Meagan Stirling is an Instructor in the College of Arts & Media at the University of Colorado Denver. Her MFA in Printmaking was earned from the University of Wisconsin-Madison. Having spent extensive time in the art marketplace, both exhibiting and selling her own artwork locally and nationally, she is very familiar with the creative industry.
We got to see how unimaginative our suburb was, everything
laid out on a grid whose bland uniformity the trees had hidden,
and the old ruses of differentiated architectural styles lost their
power to make us feel unique.
- Jeffrey Eugenides, The Virgin Suicides
Nostalgia for a less complicated past is seductive. Many of today’s living spaces rework our past experiences in an attempt to reconstruct an idealized way of life. The notion of a safe home and community—streetlights, covenants, speed bumps, alarms, fences—are overlaid onto suburban spaces.
This overlay is intended to make more secure a life characterized by change and the unexpected. Specifically, within the pattern and immensity of suburbia this carefully formed set of rules—stop signs, sidewalks, crossing guards, school speed zones—encourage community and personal well-being, but fail to create an absolute space of safety.

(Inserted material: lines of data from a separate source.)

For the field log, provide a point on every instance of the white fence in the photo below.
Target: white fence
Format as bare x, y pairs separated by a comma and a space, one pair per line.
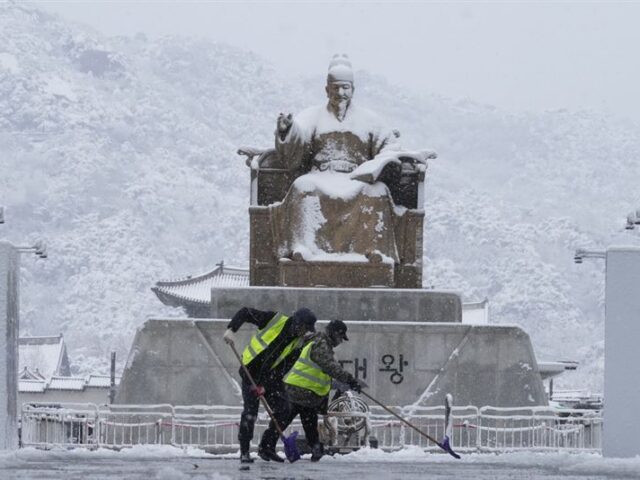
215, 428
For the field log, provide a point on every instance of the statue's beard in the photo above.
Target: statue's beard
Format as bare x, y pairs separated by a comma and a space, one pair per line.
340, 108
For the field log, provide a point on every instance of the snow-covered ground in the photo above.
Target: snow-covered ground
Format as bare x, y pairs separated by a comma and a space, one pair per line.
168, 463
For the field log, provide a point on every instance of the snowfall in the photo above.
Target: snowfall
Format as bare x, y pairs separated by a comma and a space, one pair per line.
168, 463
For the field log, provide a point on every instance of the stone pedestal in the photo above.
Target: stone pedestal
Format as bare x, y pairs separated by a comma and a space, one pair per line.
9, 308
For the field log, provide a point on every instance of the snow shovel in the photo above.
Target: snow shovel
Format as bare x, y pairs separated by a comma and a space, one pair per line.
444, 445
290, 446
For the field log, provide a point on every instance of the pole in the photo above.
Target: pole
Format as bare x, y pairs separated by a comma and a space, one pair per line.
112, 384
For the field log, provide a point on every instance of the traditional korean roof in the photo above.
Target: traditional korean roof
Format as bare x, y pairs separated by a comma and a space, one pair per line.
28, 374
197, 289
45, 356
65, 383
99, 381
31, 386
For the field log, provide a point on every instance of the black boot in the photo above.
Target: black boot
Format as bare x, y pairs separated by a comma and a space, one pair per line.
316, 452
269, 455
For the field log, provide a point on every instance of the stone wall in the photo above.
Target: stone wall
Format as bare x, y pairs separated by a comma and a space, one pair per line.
185, 362
345, 304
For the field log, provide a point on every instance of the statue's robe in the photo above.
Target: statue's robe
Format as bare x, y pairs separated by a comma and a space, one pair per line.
327, 216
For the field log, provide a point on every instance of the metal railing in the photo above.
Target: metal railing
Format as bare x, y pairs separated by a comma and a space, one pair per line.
215, 428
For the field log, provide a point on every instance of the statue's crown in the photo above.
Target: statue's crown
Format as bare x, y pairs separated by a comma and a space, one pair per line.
340, 69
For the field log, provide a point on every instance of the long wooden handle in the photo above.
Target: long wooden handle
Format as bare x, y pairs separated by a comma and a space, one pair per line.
406, 422
261, 397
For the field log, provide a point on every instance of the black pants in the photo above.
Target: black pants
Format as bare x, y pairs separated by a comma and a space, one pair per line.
277, 400
308, 417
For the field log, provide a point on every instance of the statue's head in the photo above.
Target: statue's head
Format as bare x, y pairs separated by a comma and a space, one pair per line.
339, 84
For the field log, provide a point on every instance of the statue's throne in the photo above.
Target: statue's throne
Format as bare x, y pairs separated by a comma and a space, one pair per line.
270, 182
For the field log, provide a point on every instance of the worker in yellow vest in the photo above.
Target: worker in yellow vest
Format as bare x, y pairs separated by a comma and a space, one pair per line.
270, 353
308, 384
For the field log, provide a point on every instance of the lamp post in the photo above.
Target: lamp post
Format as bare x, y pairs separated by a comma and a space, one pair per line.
622, 355
9, 331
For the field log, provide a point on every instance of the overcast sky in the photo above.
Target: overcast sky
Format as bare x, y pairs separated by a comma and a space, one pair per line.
516, 55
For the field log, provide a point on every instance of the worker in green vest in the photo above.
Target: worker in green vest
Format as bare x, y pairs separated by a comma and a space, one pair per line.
308, 384
270, 353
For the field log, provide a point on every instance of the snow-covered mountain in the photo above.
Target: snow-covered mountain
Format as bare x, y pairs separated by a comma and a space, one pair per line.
120, 152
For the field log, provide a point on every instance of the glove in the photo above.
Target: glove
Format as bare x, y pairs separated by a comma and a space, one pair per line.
357, 385
258, 390
229, 336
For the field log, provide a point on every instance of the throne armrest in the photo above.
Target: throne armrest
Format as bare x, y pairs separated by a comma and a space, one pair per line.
270, 179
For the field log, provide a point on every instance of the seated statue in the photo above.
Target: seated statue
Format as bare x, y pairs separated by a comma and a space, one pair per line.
342, 161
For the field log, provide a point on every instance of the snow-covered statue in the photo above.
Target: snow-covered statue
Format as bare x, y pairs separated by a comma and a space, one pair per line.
338, 202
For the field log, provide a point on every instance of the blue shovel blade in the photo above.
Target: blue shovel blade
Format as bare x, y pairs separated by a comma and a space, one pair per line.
290, 447
446, 446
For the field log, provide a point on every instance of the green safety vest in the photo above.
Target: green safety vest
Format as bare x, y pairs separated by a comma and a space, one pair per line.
261, 340
308, 375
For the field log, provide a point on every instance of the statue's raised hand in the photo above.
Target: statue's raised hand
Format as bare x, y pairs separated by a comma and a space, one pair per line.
284, 124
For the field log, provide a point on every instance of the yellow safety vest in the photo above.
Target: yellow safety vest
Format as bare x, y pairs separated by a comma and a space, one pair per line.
261, 340
308, 375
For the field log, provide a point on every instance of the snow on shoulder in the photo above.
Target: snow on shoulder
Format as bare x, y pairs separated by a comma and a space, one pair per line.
371, 170
360, 121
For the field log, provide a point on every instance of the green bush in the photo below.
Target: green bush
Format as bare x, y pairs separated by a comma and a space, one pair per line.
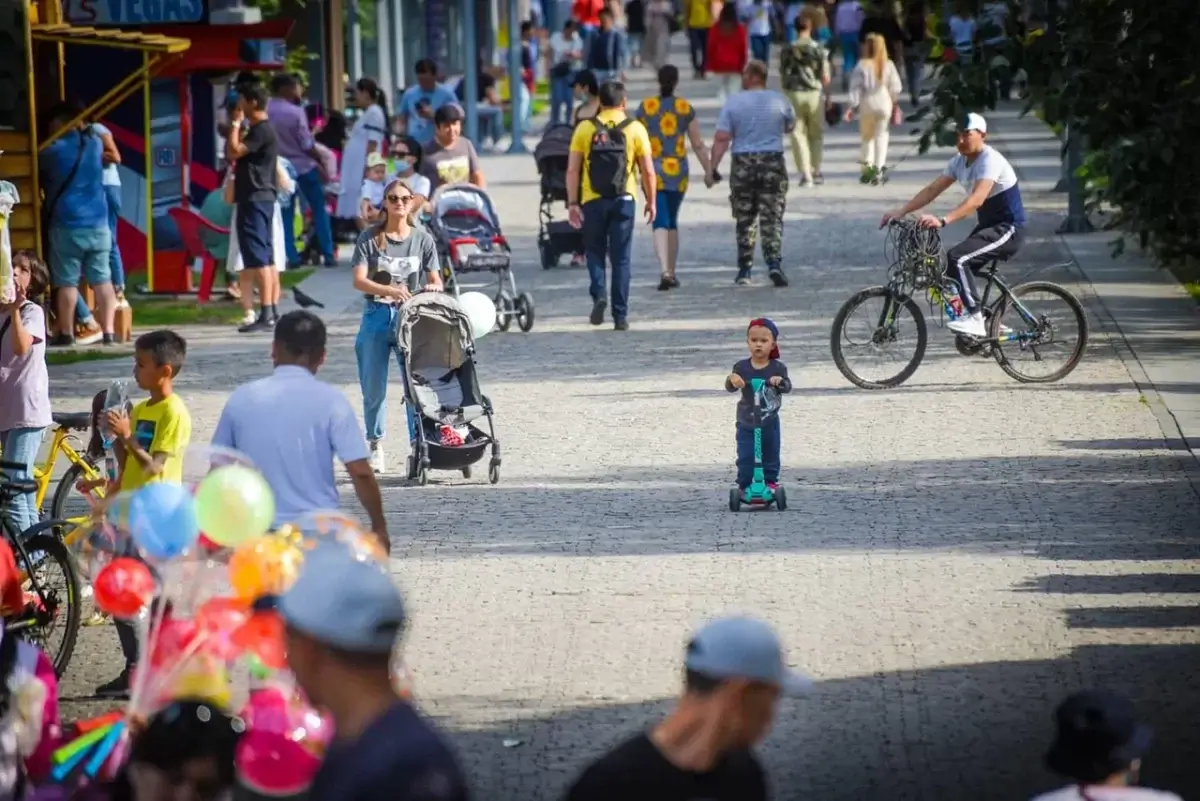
1123, 74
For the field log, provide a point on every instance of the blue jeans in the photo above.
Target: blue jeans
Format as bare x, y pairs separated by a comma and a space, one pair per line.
375, 348
21, 446
113, 196
312, 191
769, 453
609, 232
561, 98
760, 47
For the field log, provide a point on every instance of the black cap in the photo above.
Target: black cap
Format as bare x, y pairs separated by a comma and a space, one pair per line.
1098, 736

These rules exist to model how one should function in these spaces, yet the over-imagined idea of safety becomes weakened by isolation, chance, and tragedy.

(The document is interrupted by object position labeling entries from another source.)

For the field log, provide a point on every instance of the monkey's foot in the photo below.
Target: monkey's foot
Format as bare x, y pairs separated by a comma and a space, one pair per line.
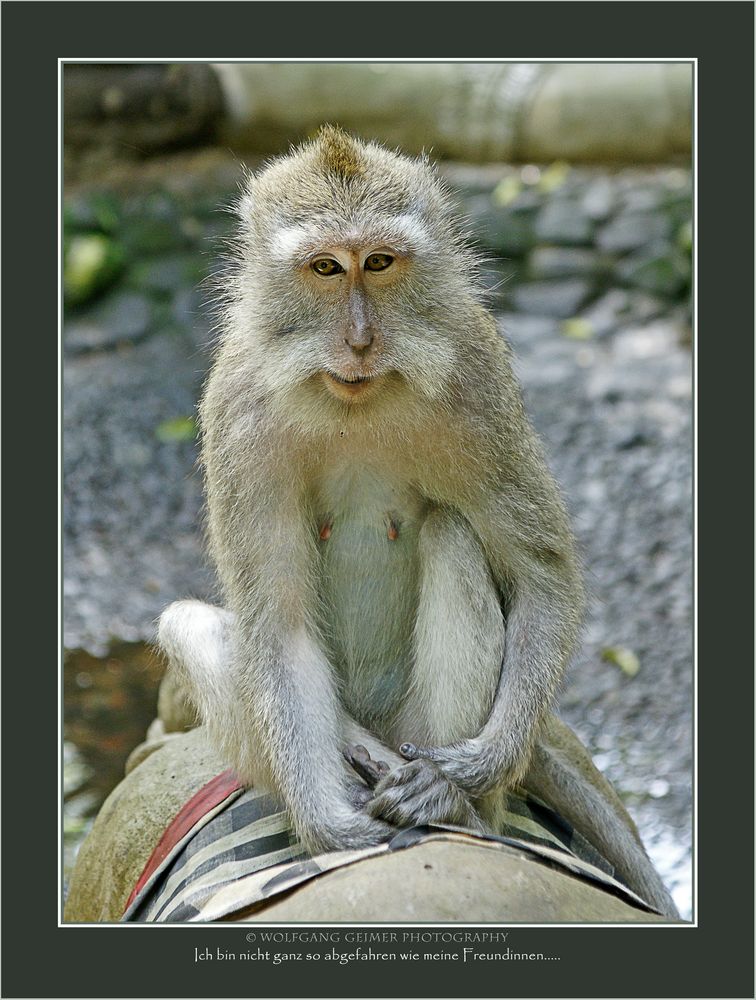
473, 766
418, 793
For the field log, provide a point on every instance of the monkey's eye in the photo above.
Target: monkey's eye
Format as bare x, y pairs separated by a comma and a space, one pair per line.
378, 262
326, 266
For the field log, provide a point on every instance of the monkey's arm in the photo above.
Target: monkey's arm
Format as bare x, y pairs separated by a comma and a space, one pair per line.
273, 709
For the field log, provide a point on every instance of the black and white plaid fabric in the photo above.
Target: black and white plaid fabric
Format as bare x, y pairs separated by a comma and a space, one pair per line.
242, 853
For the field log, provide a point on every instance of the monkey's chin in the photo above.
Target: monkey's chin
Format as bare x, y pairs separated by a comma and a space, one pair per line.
347, 390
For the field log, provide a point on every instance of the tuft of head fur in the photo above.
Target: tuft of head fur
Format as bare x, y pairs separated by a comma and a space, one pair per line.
339, 153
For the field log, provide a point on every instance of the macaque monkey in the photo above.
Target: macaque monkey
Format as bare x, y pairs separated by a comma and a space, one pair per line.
401, 586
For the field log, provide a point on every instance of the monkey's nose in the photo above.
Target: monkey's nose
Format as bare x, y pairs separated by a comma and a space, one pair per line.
360, 339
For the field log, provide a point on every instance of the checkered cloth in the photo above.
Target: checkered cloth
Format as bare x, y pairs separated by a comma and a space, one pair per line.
231, 850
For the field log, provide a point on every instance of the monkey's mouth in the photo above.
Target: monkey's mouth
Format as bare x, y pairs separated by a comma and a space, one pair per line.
350, 380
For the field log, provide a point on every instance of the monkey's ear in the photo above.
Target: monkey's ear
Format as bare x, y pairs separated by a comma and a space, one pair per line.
246, 202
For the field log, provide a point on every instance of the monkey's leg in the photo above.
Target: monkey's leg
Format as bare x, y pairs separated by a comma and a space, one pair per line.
563, 775
199, 642
459, 644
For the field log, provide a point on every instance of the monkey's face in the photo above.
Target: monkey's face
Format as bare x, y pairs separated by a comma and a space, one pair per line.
350, 285
355, 283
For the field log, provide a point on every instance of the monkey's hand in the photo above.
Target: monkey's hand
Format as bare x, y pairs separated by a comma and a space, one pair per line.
346, 828
473, 765
418, 793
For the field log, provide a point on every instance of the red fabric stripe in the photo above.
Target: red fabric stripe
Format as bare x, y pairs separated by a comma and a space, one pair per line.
206, 799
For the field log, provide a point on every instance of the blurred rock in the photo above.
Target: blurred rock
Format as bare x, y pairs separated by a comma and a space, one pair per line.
566, 262
139, 107
124, 316
561, 299
562, 221
630, 231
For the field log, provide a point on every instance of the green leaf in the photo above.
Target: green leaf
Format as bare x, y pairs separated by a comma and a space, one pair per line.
91, 263
553, 176
623, 658
577, 329
506, 191
177, 429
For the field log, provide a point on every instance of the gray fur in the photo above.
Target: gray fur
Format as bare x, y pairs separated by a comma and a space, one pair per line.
395, 557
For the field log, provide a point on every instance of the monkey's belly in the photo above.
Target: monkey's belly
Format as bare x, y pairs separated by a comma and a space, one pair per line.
369, 589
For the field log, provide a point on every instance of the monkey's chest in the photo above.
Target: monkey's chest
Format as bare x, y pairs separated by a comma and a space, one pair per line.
368, 528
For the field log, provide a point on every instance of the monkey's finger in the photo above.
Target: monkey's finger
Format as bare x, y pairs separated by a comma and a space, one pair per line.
410, 752
371, 771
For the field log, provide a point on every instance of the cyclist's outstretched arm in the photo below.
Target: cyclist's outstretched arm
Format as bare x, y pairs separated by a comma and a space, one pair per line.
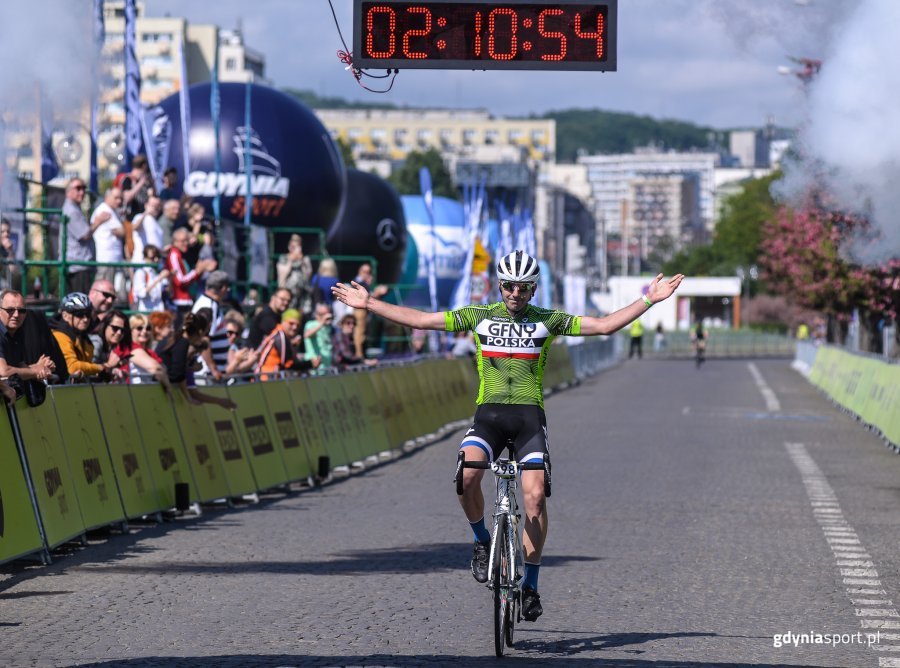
658, 291
357, 296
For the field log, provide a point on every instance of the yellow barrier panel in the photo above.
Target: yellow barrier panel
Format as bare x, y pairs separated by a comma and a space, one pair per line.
19, 533
227, 436
53, 483
335, 411
281, 408
255, 425
307, 422
354, 415
371, 409
200, 445
85, 444
162, 441
126, 450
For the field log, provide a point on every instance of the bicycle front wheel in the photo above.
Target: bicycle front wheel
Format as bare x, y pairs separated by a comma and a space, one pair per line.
502, 591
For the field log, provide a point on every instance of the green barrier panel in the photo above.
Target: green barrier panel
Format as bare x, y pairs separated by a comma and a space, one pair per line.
162, 442
389, 416
19, 532
229, 441
200, 445
126, 450
256, 427
355, 415
371, 410
338, 415
307, 422
325, 417
85, 444
53, 483
281, 408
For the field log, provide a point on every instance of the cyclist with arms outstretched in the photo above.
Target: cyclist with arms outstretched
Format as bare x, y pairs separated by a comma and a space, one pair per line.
513, 340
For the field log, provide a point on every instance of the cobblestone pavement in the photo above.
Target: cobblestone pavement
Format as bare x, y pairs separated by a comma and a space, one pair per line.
685, 531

By examining some of the complexities and illusions through the antithetical patterns and configurations of daily life, I explore to what extent safety is part of the national psyche. Can safety be controlled? And, do the spaces and rules of safety cover over the fear of being unsafe? The American home is imagined in a community with a strong sense of permanence and place, where neighbors know one another, and children are safe. Subdivisions crisscrossed with rows of box houses in close-knit communities are just as likely to be marked by the unexpected; Life is not predictable, safe, unchanging, or necessarily predictable.